I've noticed 4 small teeth ( 2 top , 2 bottom ) in my Silver Dollars
They do? Wow, I learn something new every day. I had assumed they didn't since Mic bites me all the time and it never hurts.
Those species that feed on phytoplankton or zooplankton, along with those that have
tube-shaped mouths (the Syngnathidae), have no teeth. All other fish have teeth and
there is a wide variety of shapes, mainly in accordance with diet.
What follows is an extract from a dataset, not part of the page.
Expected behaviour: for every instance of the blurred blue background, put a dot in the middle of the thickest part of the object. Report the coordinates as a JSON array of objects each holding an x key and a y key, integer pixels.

These teeth can be
classified according to the bones on which they are situated: premaxillary and maxillary
on the upper jaw; mandibulars associated with the dental bone of the lower jaw; the
vomerine, palatine, ectopterygoid and parasphenoidal teeth in the palate; and in some
species (salmonids, osteoglossidae – Bony tongues ), there are dental plates associated
with the tongue equipped with prominent, sharp teeth; there are also pharyngeal teeth in
many of the branchial bones (see the diagram to the right).
Predatory fish, feeding on nekton and macrobenthos, have mandibular dentition made
up of numerous small but sharp teeth, canine in shape, which form an insuperable
barrier for small prey. The more active predators have strong jaws and sharp teeth. The
teeth on the edges of the jaws are for catching and chewing the prey, while the
pharyngeal teeth stop the prey from escaping. Corallivorous fish have grinding teeth,
similar to those of mussel-eating fish. Scaridae (parrot fish) have a beak-like mouth
with flat grinding plates of fused teeth for breaking up coral. The Cyprinidae (e.g., the
carp) do not have teeth at the edge of the jaw, although there are teeth at base of the
pharynx. Generally, these fish are vegetarian, but they do take in large mouthfuls of
mud and take nourishment from the small invertebrates the mud contains.